La révolution socialiste et la conquête du pouvoir politique par le prolétariat constituent le moyen radical permettant d'affranchir l'humanité laborieuse des innombrables malheurs et souffrances que le capitalisme porte en soi.
Au cours de son développement, le capitalisme crée les prémisses matérielles pour la future société communiste et, en la personne du prolétariat, la classe qui sera le fossoyeur du capitalisme et le créateur de la société nouvelle. Classe révolutionnaire conséquente, le prolétariat ne peut s'affranchir sans affranchir aussi l'humanité tout entière de toute exploitation, de toute oppression.
Le Manifeste met en avant la thèse du rôle dirigeant du parti communiste en tant que condition de la lutte efficace et de la victoire du prolétariat. Les communiste expliquent Marx et Engels, sont la fraction la plus résolue, la plus avancée de la classe ouvrière; ils ont sur le reste des ouvriers l'avantage d'être armés d'une théorie révolutionnaire qui leur permet de comprendre les conditions, la marche et les finalités générales du mouvement prolétarien. Les communistes font valoir les intérêt communs des ouvriers indépendamment de leur nationalité. Ils prônent l'internationalisme prolétarien conséquent. A toutes les étapes de la lutte de la class ouvrière, des communistes partent des intérêts commun fondamentaux du prolétariat, de la tâche consistant anéantir toute oppression, toute exploitation.

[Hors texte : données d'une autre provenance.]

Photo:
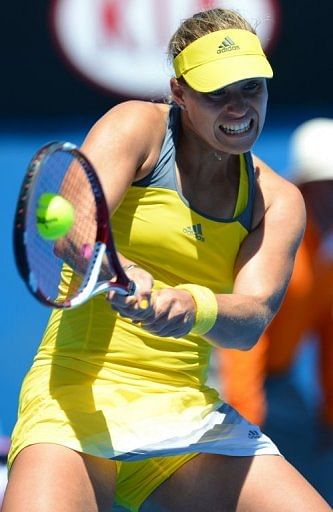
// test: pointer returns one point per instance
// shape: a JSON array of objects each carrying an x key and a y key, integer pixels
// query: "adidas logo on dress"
[{"x": 196, "y": 231}]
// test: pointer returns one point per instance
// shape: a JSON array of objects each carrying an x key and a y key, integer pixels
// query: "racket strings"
[{"x": 57, "y": 266}]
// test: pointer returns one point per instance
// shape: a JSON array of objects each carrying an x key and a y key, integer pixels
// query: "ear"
[{"x": 177, "y": 91}]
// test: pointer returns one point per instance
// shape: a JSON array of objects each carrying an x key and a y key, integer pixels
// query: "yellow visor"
[{"x": 221, "y": 58}]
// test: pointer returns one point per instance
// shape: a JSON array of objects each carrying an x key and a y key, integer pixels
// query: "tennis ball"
[{"x": 54, "y": 216}]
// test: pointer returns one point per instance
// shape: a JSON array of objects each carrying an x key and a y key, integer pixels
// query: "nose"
[{"x": 237, "y": 104}]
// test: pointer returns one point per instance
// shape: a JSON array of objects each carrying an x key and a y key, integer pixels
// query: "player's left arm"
[{"x": 264, "y": 265}]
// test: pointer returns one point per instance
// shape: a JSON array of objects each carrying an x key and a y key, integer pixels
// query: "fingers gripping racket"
[{"x": 63, "y": 244}]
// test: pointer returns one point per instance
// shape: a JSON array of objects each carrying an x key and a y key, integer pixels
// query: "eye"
[
  {"x": 218, "y": 94},
  {"x": 253, "y": 85}
]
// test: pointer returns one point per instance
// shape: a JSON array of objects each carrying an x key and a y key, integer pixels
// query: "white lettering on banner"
[{"x": 121, "y": 45}]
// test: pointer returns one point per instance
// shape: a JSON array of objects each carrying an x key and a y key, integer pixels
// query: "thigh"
[
  {"x": 47, "y": 477},
  {"x": 235, "y": 484}
]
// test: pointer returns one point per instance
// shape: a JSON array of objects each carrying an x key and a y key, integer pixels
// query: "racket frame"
[{"x": 104, "y": 243}]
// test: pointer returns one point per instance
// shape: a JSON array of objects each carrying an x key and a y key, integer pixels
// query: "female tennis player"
[{"x": 115, "y": 407}]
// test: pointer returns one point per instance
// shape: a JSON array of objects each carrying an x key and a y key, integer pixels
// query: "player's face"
[{"x": 230, "y": 119}]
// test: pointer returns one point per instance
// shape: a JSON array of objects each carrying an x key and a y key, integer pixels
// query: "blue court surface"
[{"x": 292, "y": 414}]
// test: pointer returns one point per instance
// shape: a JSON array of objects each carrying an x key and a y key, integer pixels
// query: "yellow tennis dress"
[{"x": 102, "y": 385}]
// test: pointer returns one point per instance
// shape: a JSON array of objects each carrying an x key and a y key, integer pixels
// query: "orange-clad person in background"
[{"x": 308, "y": 305}]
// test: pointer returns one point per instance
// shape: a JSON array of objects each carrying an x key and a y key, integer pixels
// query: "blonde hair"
[{"x": 203, "y": 23}]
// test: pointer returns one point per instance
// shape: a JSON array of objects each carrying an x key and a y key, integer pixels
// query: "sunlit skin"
[{"x": 205, "y": 114}]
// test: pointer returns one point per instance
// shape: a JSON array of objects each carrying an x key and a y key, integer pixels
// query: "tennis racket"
[{"x": 66, "y": 272}]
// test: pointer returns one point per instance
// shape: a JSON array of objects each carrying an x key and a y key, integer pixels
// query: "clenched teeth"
[{"x": 236, "y": 128}]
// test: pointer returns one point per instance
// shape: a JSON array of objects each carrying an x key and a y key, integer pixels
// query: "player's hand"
[
  {"x": 171, "y": 313},
  {"x": 134, "y": 306}
]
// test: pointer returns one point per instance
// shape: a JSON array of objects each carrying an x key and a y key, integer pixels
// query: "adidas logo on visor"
[{"x": 227, "y": 45}]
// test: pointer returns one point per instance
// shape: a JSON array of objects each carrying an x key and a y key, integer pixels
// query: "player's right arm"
[{"x": 123, "y": 146}]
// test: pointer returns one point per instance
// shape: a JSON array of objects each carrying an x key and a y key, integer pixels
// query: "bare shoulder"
[
  {"x": 278, "y": 197},
  {"x": 135, "y": 115},
  {"x": 131, "y": 131}
]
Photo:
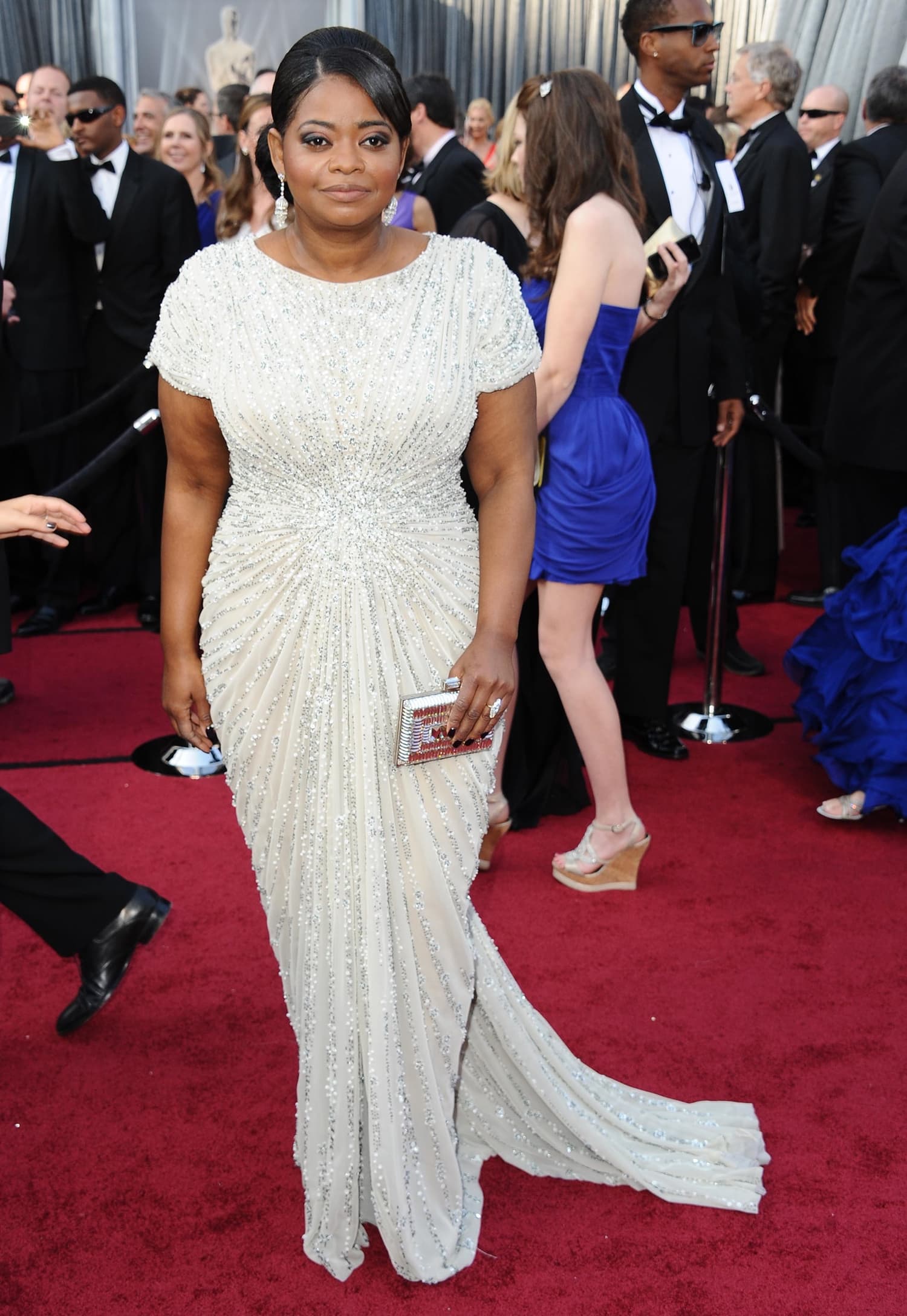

En dénonçant la calomnie et le mensonge que la bourgeoise diffusait au sujet des vues et des intentions des commu nistes, les pères du marxisme énoncent ainsi dans Manifeste les véritables buts du parti prolétarien : renversement de la domination bourgeoise, conquête du pouvoir politique par le prolétariat.
«Le prolétariat se servira de sa suprématie politique pour arracher petit à petit tout le capital à la bourgeoisie, pour centraliser tous les instruments de production entre les mains de l'État, c'est-à-dire du prolétariat organisé en classe dominante, et pour augmenter au plus vite la quantité des forces productives (K.Marx et F.Engels, Œuvres choisies en trois volumes, tomes premier, p.130) .»
Cette thèse du Manifeste formule une des idées les plus remarquables du marxisme concernant la question de l'État.
«L'État, c'est-à-dire le prolétariat organisé en classe dominante, écrivait Lénine, c'est ça la dictature du prolétariat (V.Lénine, Œuvres complètes, t.33, p.119, éd.russe.).»
Le Manifeste contient une argumentation théorique approfondie du principe de l'internationalisme prolétarien proclamé par Marx et Engels. La domination du prolétariat, démontrent-ils, met fin au joug national, affranchit à jamais l'humanité de guerres de rapines.
La force de la prévision scientifique des pères du marxisme apparaît avec éclat dans le fait que dans le Manifeste ils ont tracé les grandes lignes de la société communiste de demain et démontré l'immense supériorité du régime social créé par le prolétariat. Marx et Engels ont montré que dans la société communiste il n'y aura aucun obstacle et, par conséquent, aucune limite au développement des forces productives. A l'opposé de la société capitaliste où prédomine le principe: «celui qui travaille n'acquiert rien tandis que celui qui acquiert ne travaille pas »,
dans la société communiste le travail sera un moyen d'enrichissement, d'allégement de la vie des travailleurs.